Re: [RFC][PATCHSET] non-recursive link_path_walk() and reducing stack footprint

From: NeilBrown <neilb@suse.de>
To: Al Viro <viro@ZenIV.linux.org.uk>
Cc: Christoph Hellwig <hch@infradead.org>,
	Linus Torvalds <torvalds@linux-foundation.org>,
	linux-kernel@vger.kernel.org, linux-fsdevel@vger.kernel.org
Subject: Re: [RFC][PATCHSET] non-recursive link_path_walk() and reducing stack footprint
Date: Fri, 24 Apr 2015 16:35:34 +1000	[thread overview]
Message-ID: <20150424163534.6eb109eb@notabene.brown> (raw)
In-Reply-To: <20150423180754.GA889@ZenIV.linux.org.uk>

[-- Attachment #1: Type: text/plain, Size: 9971 bytes --]

On Thu, 23 Apr 2015 19:07:55 +0100 Al Viro <viro@ZenIV.linux.org.uk> wrote:

> On Thu, Apr 23, 2015 at 05:45:44PM +1000, NeilBrown wrote:
> 
> > follow_link calls  link_path_walk -> walk_component -> lookup_fast which sets
> > nd->seq.  Is that not enough?  I guess not when nd_jump_link is called.  Is
> > that what I missed?
> 
> No.  Potential nd_jump_link() callers are just refusing to go there in lazy
> mode, end of story.  That's not the problem; see below.
> 
> > One thing that is clear to me is that I don't really understand all the
> > handling of 'seq' numbers, making me unable to comment usefully.
> > I'll try to go through the current code and you current patch with that issue
> > in mind and make sure I do understand it.  Then I'll try to comment.
> 
> OK, here's the basic theory behind the lazy pathwalk:
> 
> * during the entire exercise we never drop rcu_read_lock, therefore any
> objects that have all references to them removed before RCU-delayed
> freeing (inodes, dentries, superblocks and vfsmounts are among such)
> that we might find in process won't be freed until after we are done.
> 
> * invariant we are keeping:
> 	at some point between the beginning of walk and now the pathname
> traversed so far would lead to nd->path, with nd->seq and nd->inode equal to
> ->d_seq and ->d_inode of the dentry in question.

Thanks for all of this!
I think one part that was confusing me is that there is a place where nd->seq
does related to nd->path.dentry.
Usually  the two are updated at the same time.
However updated nd->seq, but *doesn't* update nd->path.dentry.
Instead, the dentry is stored in a separate 'path' variable.
This discrepancy is eventually resolved in a call to path_to_nameidata().

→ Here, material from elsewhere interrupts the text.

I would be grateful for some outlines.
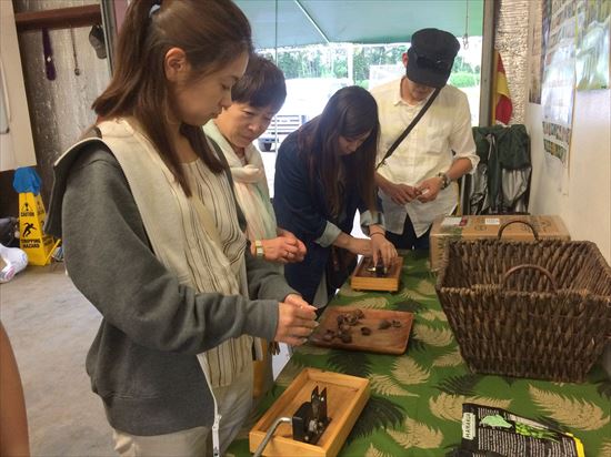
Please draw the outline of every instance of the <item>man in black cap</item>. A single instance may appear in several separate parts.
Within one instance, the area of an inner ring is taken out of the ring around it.
[[[371,90],[381,125],[375,181],[387,237],[399,248],[429,247],[432,221],[457,206],[452,182],[479,161],[467,95],[445,84],[459,49],[451,33],[419,30],[403,54],[405,75]],[[424,114],[389,155],[421,111]]]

Which is a bit confusing until you know what is happening :-)


> 
> * path_init() arranges for that to be true in the beginning of the walk.
> 
> * symlinks aside, walk_component() preserves that.
> 	+ normal name components go through lookup_fast(), where we have
> 	  __d_lookup_rcu() find a child of current nd->path with matching
> 	  name and (atomically) picks ->d_seq of that child, which had the
> 	  name matching our component.  Atomicity is provided by ->d_lock
> 	  on child.  Then we proceed to pick ->d_inode (and verify that

I don't see d_lock being taken  in __d_lookup_rcu.
I think this atomicity is provided by ->d_seq on the child.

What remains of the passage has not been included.